There is a saying in the field of artificial intelligence: “Hard things are easy; easy things 
are hard’, called Moravec's paradox, after Hans Moravec. Moravec wrote in 1988: 


"It is comparatively easy to make computers exhibit adult level performance on 
intelligence tests or playing checkers, and difficult or impossible to give them the skills 
of a one-year-old when it comes to perception and mobility" (Moravec, 1988, 15). 


Similarly, Minsky emphasized that the most difficult human skills to reverse engineer are those 
that are unconscious, as he wrote: 


"In general, we're least aware of what our minds do best. We're more aware of simple 
processes that don't work well than of complex ones that work flawlessly" (Minsky, 1986, 
29). 


In today’s age of fast and multifarious publications, we often come across such paradoxes, 
for example, that research and statistical analysis may indeed have been carried out correctly 
(properly), but the interpretation of the results is inadequate, or even incorrect, or misleading. 
To relate this hypothesis to Moravec’s paradox, one could reformulate the latter by saying that 
‘to do research is easy; to discuss results is difficult’. But why is this so? Let us consider this 
issue from the perspective of another paradox, Simpson’s paradox. 

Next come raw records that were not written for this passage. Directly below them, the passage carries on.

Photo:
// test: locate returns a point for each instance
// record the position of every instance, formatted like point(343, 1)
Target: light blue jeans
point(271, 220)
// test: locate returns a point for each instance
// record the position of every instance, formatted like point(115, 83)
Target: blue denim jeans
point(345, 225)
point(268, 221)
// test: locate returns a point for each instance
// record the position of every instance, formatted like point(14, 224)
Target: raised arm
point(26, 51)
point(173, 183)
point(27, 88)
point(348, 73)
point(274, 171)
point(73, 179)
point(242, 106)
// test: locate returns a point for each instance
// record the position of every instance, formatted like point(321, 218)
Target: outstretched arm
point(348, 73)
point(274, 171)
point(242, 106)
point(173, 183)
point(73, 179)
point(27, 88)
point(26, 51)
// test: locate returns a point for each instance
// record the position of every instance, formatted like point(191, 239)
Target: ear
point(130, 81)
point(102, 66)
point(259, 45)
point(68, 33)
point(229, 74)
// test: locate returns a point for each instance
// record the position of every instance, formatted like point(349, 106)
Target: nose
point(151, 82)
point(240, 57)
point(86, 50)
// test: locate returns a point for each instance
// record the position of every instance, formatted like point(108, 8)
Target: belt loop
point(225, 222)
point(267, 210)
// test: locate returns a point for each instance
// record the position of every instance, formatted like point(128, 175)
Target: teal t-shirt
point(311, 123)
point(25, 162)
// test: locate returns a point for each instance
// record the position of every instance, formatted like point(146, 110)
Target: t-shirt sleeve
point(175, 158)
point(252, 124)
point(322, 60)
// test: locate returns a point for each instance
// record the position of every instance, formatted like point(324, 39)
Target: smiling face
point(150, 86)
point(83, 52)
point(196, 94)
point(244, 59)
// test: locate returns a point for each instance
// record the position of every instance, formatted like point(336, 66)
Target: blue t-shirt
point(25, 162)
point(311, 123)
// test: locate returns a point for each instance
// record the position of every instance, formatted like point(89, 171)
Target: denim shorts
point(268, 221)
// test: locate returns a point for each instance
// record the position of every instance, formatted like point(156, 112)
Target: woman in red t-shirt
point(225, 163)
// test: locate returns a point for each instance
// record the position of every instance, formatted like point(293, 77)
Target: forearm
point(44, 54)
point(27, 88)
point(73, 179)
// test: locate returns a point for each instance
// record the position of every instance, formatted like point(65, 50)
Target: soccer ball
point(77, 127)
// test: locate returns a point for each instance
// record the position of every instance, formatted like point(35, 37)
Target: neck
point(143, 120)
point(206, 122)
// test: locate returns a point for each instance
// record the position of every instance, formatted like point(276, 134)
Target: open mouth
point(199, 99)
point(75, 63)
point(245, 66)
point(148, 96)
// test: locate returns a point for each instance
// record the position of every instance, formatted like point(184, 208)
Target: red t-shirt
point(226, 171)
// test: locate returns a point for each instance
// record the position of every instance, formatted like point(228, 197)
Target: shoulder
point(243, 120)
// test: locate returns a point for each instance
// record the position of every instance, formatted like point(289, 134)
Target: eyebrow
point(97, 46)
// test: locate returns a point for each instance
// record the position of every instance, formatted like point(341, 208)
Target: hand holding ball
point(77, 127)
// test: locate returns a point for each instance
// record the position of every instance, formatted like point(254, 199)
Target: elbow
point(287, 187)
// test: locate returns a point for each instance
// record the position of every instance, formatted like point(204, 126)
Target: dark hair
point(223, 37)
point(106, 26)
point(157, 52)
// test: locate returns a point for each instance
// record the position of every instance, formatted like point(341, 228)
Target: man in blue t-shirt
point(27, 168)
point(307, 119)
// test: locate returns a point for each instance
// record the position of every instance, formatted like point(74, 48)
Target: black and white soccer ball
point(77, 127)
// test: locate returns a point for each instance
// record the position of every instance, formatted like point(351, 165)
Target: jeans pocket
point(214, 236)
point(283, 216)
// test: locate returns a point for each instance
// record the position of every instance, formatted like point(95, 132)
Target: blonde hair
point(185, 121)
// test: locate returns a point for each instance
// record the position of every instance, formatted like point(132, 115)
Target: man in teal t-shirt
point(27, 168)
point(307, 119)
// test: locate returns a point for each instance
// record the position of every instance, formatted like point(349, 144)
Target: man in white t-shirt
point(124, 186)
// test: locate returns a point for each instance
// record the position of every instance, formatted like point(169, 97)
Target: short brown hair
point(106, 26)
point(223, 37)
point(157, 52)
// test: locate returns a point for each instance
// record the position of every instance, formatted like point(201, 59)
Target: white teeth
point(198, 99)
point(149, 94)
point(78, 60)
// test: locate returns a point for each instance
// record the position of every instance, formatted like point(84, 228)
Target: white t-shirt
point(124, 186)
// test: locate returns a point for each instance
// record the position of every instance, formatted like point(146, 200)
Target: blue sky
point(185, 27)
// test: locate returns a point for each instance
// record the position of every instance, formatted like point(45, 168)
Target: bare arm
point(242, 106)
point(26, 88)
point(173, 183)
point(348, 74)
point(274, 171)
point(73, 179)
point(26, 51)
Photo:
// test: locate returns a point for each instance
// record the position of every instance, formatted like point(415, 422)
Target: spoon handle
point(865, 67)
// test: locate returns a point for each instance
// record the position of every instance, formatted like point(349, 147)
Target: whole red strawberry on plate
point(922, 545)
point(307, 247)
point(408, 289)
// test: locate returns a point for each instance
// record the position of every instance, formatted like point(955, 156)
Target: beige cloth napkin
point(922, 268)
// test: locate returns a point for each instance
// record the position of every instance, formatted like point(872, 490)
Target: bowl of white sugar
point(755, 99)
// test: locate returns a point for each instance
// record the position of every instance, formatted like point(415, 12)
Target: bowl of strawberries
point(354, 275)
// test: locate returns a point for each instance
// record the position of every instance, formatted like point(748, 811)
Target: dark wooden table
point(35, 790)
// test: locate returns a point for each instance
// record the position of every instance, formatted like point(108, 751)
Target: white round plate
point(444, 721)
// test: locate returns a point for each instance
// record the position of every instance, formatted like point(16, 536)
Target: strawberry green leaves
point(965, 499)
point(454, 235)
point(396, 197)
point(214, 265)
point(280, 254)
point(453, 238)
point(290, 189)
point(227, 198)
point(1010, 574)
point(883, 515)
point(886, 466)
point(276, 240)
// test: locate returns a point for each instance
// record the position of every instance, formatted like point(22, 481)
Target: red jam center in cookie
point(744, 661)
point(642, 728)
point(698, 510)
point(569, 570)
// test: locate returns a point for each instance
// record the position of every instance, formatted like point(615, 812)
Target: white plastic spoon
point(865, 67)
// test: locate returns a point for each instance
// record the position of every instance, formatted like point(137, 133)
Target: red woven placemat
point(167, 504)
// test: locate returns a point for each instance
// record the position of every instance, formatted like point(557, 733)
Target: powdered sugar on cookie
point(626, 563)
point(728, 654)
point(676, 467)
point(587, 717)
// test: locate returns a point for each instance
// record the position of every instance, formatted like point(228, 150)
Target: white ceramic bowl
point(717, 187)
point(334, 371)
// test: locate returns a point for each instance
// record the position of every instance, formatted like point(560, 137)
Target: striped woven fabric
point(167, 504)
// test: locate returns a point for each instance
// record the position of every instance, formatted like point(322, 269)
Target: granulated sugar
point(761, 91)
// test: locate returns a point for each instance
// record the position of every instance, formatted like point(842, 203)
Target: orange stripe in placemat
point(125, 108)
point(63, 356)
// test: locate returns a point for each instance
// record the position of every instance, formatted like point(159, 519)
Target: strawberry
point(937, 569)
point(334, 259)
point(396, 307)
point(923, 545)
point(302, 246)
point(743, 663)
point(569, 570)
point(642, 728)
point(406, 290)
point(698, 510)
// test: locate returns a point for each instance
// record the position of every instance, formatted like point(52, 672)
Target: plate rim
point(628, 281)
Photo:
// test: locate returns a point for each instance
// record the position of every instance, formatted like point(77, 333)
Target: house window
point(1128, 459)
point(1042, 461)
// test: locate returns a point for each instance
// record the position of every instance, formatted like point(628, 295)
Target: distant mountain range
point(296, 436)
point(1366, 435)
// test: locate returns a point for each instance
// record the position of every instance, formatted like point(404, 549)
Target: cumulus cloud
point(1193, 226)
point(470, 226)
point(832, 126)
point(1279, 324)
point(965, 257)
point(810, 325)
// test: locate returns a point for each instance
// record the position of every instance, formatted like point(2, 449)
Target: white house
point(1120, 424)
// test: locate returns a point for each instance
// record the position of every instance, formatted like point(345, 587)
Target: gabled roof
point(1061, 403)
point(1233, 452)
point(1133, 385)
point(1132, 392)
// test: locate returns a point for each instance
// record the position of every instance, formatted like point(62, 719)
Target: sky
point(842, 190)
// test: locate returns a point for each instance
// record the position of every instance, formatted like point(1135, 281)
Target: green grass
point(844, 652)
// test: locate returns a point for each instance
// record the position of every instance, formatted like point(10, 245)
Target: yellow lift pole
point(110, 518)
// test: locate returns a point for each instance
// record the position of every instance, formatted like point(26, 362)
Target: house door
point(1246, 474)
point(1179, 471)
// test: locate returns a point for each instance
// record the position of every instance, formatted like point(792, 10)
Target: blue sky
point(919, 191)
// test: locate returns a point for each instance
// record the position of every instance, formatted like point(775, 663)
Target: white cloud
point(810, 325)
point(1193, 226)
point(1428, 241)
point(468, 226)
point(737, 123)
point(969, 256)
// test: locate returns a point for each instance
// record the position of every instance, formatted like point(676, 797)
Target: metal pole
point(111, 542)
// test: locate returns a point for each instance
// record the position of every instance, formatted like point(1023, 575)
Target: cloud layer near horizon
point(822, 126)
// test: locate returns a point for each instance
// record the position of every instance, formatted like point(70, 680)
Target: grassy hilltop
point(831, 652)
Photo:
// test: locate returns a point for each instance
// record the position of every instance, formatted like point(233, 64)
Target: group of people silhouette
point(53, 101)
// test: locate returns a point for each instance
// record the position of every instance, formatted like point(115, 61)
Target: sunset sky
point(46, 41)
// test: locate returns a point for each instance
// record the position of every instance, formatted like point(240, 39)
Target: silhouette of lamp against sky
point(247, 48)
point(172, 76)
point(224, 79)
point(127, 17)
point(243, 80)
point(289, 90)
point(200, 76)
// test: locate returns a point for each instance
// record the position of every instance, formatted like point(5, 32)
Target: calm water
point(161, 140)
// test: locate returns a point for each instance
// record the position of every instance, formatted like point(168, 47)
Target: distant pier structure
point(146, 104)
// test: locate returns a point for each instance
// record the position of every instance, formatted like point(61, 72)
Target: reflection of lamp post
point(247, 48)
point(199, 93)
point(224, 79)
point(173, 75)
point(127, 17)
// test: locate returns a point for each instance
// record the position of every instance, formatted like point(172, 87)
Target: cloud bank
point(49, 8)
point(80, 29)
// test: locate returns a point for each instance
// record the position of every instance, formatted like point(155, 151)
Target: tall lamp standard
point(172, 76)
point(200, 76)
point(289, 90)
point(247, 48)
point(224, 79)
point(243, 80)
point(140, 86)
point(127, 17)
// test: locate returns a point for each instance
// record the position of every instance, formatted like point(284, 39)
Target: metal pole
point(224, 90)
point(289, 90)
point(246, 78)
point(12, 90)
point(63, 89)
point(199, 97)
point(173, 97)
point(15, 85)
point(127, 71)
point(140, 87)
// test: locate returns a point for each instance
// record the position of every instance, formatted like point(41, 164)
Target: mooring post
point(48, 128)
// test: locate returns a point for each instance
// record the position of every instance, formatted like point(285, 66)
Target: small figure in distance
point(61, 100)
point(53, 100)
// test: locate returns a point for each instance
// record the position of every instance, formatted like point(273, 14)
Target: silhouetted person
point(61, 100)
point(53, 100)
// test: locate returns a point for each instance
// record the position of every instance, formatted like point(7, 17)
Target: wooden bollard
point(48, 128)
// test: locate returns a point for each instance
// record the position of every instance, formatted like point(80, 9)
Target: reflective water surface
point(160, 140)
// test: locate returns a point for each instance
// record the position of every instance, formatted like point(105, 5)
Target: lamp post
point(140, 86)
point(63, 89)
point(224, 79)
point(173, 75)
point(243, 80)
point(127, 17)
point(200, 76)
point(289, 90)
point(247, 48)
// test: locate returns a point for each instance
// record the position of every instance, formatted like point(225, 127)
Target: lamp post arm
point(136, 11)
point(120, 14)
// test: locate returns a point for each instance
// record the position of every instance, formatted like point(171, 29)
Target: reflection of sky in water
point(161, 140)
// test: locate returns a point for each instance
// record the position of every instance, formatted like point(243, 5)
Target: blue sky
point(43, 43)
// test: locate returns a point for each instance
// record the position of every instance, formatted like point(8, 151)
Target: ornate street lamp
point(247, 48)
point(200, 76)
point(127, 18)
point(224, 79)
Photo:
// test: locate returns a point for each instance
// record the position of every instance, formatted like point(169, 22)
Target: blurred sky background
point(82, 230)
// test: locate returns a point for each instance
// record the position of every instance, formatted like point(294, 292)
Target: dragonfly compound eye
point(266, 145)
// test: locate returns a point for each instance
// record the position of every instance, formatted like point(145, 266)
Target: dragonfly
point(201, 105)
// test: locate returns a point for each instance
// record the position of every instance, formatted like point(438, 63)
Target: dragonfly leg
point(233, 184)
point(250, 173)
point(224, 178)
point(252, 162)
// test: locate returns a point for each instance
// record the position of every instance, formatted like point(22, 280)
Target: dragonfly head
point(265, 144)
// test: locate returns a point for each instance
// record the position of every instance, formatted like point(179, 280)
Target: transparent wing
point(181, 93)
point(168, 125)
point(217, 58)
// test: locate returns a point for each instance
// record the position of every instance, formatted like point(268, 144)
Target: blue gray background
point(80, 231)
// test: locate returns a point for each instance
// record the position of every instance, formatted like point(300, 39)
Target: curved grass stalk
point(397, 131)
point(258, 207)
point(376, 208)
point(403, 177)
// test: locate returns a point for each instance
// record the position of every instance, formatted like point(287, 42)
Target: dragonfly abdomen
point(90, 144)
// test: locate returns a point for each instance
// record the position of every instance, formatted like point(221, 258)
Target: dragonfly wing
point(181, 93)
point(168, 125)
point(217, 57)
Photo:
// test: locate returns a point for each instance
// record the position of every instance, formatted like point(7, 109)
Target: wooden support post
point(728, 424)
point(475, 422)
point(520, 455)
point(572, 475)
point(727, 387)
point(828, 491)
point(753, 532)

Simpson (1951) and before him, Karl Pearson (1895), have observed that certain 
correlations disappear if we average and observe the characteristics on an entire population, 
instead of analyzing individual subgroups separately. However, Simpson's idea was only 
deemed as a paradox as late as 1972, when Canadian statistician Colin Ross Blyth found that 
sometimes correlations do not disappear but become reverse. In such cases, by averaging an 
entire population, we come to a conclusion that is not true. Blyth referred to this phenomenon as 
Simpson's paradox, although there is in fact nothing paradoxical about it, it is just so unintuitive 
that it appears unfathomable to the human brain. Therefore, it would be more aptly called 
Simpson's reversal. By the same token, Simpson’s paradox is not a malfunction of statistics, but 
a simple fact: in order to perform a proper statistical treatment of some phenomenon, we need to 
understand the phenomenon we are analyzing. Simply averaging and calculating percentages 
is not only useless, but can distort conclusions, especially in the field of education.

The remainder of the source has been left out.